Il ne faudrait pas croire cependant que le repos éternel de tous ces souverains a toujours été chose acquise.
La tourmente révolutionnaire a fait subir les derniers outrages a bien des sépultures.
La fureur sans-culotte a brisé le nez des gisants,
et, à y regarder de près,
on voit bien que la chirurgie tombale a eu fort à faire pour restaurer le royal odorat..
Elle n'a pu toutefois effacer les signatures impies qui maculent à jamais le marbre de tant de tombes.
Combien de mains avides et frustrées ont-elles caressé le sein de Marie-Antoinette?
Louis XVI semble n'en avoir cure et attend toujours patiemment le retour de La Pérouse.
Près du Choeur inondé de lumière, dans sa vitrine où se mirent les vitraux, un Roi Carolingien a un regard halluciné.
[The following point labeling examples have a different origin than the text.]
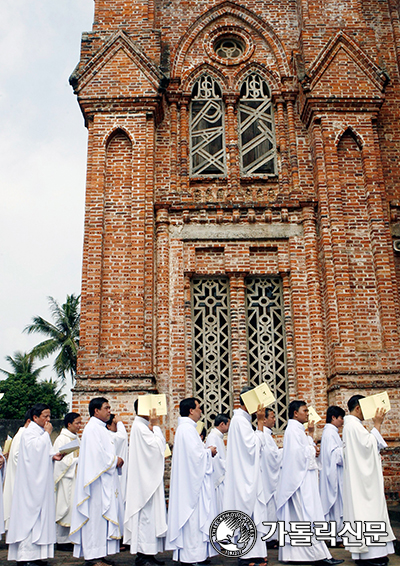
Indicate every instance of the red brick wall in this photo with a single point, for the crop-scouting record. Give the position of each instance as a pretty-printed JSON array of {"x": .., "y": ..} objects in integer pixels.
[{"x": 322, "y": 224}]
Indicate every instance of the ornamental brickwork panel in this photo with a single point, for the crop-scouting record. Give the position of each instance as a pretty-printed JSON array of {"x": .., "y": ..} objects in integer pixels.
[{"x": 246, "y": 155}]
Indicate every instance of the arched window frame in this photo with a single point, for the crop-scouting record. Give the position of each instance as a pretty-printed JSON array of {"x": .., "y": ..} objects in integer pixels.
[
  {"x": 207, "y": 106},
  {"x": 256, "y": 129}
]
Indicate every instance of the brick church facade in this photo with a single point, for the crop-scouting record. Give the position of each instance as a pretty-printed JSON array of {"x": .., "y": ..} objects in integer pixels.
[{"x": 242, "y": 204}]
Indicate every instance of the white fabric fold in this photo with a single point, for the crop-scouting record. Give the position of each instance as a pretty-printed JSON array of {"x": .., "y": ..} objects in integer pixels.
[
  {"x": 331, "y": 475},
  {"x": 191, "y": 494},
  {"x": 216, "y": 438},
  {"x": 64, "y": 479},
  {"x": 97, "y": 495},
  {"x": 363, "y": 486},
  {"x": 145, "y": 489}
]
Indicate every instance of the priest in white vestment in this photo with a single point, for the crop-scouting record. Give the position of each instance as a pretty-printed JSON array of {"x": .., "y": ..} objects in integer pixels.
[
  {"x": 331, "y": 473},
  {"x": 120, "y": 440},
  {"x": 363, "y": 486},
  {"x": 12, "y": 469},
  {"x": 97, "y": 514},
  {"x": 271, "y": 460},
  {"x": 145, "y": 524},
  {"x": 192, "y": 495},
  {"x": 243, "y": 483},
  {"x": 2, "y": 476},
  {"x": 32, "y": 528},
  {"x": 216, "y": 438},
  {"x": 65, "y": 477},
  {"x": 298, "y": 496}
]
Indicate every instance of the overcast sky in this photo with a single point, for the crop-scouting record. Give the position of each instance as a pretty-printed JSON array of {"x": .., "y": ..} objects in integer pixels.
[{"x": 43, "y": 144}]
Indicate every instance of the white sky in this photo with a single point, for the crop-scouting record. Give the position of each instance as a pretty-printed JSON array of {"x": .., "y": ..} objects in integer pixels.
[{"x": 42, "y": 162}]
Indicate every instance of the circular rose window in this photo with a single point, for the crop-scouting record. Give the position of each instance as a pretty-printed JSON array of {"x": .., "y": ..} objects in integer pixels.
[
  {"x": 229, "y": 45},
  {"x": 229, "y": 48}
]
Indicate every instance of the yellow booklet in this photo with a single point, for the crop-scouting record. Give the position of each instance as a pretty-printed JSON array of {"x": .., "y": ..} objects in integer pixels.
[
  {"x": 312, "y": 416},
  {"x": 7, "y": 445},
  {"x": 373, "y": 402},
  {"x": 260, "y": 395},
  {"x": 199, "y": 426},
  {"x": 148, "y": 402}
]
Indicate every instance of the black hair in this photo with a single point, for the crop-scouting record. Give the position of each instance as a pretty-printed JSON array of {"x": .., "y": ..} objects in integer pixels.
[
  {"x": 295, "y": 406},
  {"x": 69, "y": 418},
  {"x": 334, "y": 411},
  {"x": 96, "y": 403},
  {"x": 353, "y": 402},
  {"x": 110, "y": 420},
  {"x": 244, "y": 390},
  {"x": 221, "y": 418},
  {"x": 38, "y": 409},
  {"x": 186, "y": 405}
]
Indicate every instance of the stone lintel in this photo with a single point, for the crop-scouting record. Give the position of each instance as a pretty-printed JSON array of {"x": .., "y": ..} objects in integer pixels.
[{"x": 272, "y": 231}]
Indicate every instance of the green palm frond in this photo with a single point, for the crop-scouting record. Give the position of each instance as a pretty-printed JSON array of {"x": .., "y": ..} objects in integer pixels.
[{"x": 62, "y": 333}]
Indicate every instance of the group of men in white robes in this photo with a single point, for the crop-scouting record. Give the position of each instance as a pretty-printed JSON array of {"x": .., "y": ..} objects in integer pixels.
[
  {"x": 363, "y": 487},
  {"x": 145, "y": 523},
  {"x": 65, "y": 472},
  {"x": 32, "y": 529},
  {"x": 12, "y": 469},
  {"x": 351, "y": 485},
  {"x": 251, "y": 475},
  {"x": 331, "y": 467}
]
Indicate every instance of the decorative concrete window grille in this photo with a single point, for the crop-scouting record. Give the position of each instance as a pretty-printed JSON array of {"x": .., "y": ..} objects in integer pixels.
[
  {"x": 207, "y": 139},
  {"x": 256, "y": 128},
  {"x": 266, "y": 352},
  {"x": 211, "y": 346}
]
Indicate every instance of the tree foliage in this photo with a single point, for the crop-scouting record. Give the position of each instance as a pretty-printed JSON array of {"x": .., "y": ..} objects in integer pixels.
[
  {"x": 22, "y": 389},
  {"x": 62, "y": 333}
]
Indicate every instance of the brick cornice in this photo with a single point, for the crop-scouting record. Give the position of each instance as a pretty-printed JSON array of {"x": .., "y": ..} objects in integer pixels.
[{"x": 119, "y": 40}]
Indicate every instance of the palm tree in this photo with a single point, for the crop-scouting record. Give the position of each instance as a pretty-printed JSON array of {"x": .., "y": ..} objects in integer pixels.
[
  {"x": 63, "y": 335},
  {"x": 22, "y": 389},
  {"x": 22, "y": 364}
]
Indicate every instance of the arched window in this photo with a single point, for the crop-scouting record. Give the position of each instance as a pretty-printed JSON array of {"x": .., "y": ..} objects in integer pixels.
[
  {"x": 207, "y": 140},
  {"x": 256, "y": 128}
]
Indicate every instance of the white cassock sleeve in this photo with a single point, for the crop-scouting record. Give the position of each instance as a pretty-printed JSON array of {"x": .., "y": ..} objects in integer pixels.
[
  {"x": 97, "y": 459},
  {"x": 363, "y": 486},
  {"x": 191, "y": 482},
  {"x": 145, "y": 473}
]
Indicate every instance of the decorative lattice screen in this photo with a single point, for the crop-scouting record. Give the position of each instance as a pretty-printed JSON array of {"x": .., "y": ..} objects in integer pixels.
[
  {"x": 211, "y": 346},
  {"x": 207, "y": 140},
  {"x": 266, "y": 340},
  {"x": 256, "y": 128}
]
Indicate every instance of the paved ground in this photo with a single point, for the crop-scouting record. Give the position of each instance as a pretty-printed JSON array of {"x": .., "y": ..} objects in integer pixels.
[{"x": 126, "y": 559}]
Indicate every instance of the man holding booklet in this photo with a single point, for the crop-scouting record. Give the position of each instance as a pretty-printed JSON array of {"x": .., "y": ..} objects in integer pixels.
[
  {"x": 363, "y": 487},
  {"x": 243, "y": 481},
  {"x": 65, "y": 476},
  {"x": 145, "y": 523},
  {"x": 32, "y": 529}
]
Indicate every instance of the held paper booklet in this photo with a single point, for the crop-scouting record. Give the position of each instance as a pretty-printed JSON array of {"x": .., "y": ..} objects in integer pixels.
[
  {"x": 7, "y": 444},
  {"x": 312, "y": 416},
  {"x": 373, "y": 402},
  {"x": 199, "y": 426},
  {"x": 148, "y": 402},
  {"x": 260, "y": 395},
  {"x": 70, "y": 447}
]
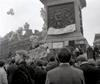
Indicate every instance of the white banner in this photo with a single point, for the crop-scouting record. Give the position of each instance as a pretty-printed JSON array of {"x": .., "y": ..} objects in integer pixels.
[{"x": 67, "y": 29}]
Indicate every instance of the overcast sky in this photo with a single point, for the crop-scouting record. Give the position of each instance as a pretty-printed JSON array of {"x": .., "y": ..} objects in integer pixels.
[{"x": 29, "y": 11}]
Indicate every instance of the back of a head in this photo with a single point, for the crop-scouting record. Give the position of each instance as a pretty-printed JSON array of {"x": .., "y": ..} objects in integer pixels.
[
  {"x": 98, "y": 62},
  {"x": 39, "y": 62},
  {"x": 2, "y": 63},
  {"x": 91, "y": 62},
  {"x": 13, "y": 61},
  {"x": 23, "y": 53},
  {"x": 52, "y": 58},
  {"x": 82, "y": 58},
  {"x": 64, "y": 55}
]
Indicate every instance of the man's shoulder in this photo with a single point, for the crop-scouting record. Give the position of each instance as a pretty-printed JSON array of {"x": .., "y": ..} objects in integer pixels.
[
  {"x": 53, "y": 70},
  {"x": 77, "y": 70}
]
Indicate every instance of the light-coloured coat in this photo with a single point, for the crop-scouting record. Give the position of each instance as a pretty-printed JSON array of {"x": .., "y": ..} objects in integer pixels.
[{"x": 65, "y": 74}]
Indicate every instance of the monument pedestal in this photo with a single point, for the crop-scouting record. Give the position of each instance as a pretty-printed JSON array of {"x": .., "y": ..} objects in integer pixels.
[{"x": 64, "y": 22}]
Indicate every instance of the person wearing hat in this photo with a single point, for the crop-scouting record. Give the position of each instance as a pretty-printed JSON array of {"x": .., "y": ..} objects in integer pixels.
[
  {"x": 3, "y": 75},
  {"x": 10, "y": 70},
  {"x": 64, "y": 73},
  {"x": 91, "y": 73},
  {"x": 22, "y": 75}
]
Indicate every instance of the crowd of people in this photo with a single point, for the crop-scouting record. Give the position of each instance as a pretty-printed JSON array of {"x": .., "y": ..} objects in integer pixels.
[{"x": 60, "y": 69}]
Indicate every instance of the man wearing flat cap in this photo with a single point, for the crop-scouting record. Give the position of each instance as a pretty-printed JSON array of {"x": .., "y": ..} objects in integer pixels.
[
  {"x": 22, "y": 74},
  {"x": 91, "y": 73},
  {"x": 3, "y": 75},
  {"x": 64, "y": 74}
]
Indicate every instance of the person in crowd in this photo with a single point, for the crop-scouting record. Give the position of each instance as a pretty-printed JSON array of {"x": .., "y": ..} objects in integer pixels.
[
  {"x": 64, "y": 74},
  {"x": 52, "y": 64},
  {"x": 24, "y": 73},
  {"x": 92, "y": 62},
  {"x": 90, "y": 53},
  {"x": 3, "y": 75},
  {"x": 91, "y": 73},
  {"x": 10, "y": 70},
  {"x": 40, "y": 74},
  {"x": 98, "y": 63},
  {"x": 72, "y": 62},
  {"x": 77, "y": 51}
]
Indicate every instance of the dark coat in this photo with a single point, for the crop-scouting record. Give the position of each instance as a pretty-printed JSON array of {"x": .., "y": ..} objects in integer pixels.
[
  {"x": 10, "y": 71},
  {"x": 40, "y": 75},
  {"x": 52, "y": 65},
  {"x": 65, "y": 74},
  {"x": 91, "y": 73},
  {"x": 23, "y": 75}
]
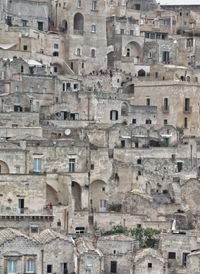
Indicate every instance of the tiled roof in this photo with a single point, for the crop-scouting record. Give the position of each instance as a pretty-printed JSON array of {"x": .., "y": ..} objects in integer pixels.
[
  {"x": 179, "y": 2},
  {"x": 10, "y": 234},
  {"x": 48, "y": 235},
  {"x": 85, "y": 245}
]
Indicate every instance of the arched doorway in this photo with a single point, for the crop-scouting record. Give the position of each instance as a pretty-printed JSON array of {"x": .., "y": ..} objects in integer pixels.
[
  {"x": 78, "y": 23},
  {"x": 76, "y": 194},
  {"x": 133, "y": 51},
  {"x": 141, "y": 73},
  {"x": 64, "y": 26},
  {"x": 124, "y": 109},
  {"x": 52, "y": 197},
  {"x": 4, "y": 168},
  {"x": 98, "y": 196}
]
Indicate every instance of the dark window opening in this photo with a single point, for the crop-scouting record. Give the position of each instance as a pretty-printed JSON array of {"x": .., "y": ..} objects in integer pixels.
[
  {"x": 40, "y": 26},
  {"x": 148, "y": 122},
  {"x": 187, "y": 104},
  {"x": 165, "y": 57},
  {"x": 185, "y": 122},
  {"x": 113, "y": 115},
  {"x": 166, "y": 104},
  {"x": 122, "y": 143},
  {"x": 172, "y": 255},
  {"x": 55, "y": 53},
  {"x": 179, "y": 166},
  {"x": 113, "y": 267},
  {"x": 184, "y": 258},
  {"x": 139, "y": 161},
  {"x": 49, "y": 269}
]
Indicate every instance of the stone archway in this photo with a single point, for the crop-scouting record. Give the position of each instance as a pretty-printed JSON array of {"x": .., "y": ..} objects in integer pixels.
[
  {"x": 4, "y": 169},
  {"x": 76, "y": 194},
  {"x": 78, "y": 23},
  {"x": 52, "y": 196},
  {"x": 98, "y": 196},
  {"x": 64, "y": 26},
  {"x": 133, "y": 51}
]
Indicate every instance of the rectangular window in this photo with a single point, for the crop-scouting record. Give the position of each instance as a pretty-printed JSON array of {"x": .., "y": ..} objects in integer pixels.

Insensible au serpent qui s'agite à son bras, une Vertu de marbre vérifie le bel ordonnancement des tombes.
Un vieillard se retourne.. sans doute sur son passé.
Des angelots minaudent autour d'une colonne parsemée de flammes.
Ils étaient les gardiens du coeur de François II.
A leurs pieds, un piédestal triangulaire nous rappelle, s'il en était besoin, la fragilité de la condition humaine.
Après un dernier regard à l'oeil géant qui veille cette armée de fantômes, il est temps de quitter les ombres du passé..
Dehors, il fait grand soleil. Une foule tranquille revient de la mosquée après la prière du Vendredi.
Un autre monde..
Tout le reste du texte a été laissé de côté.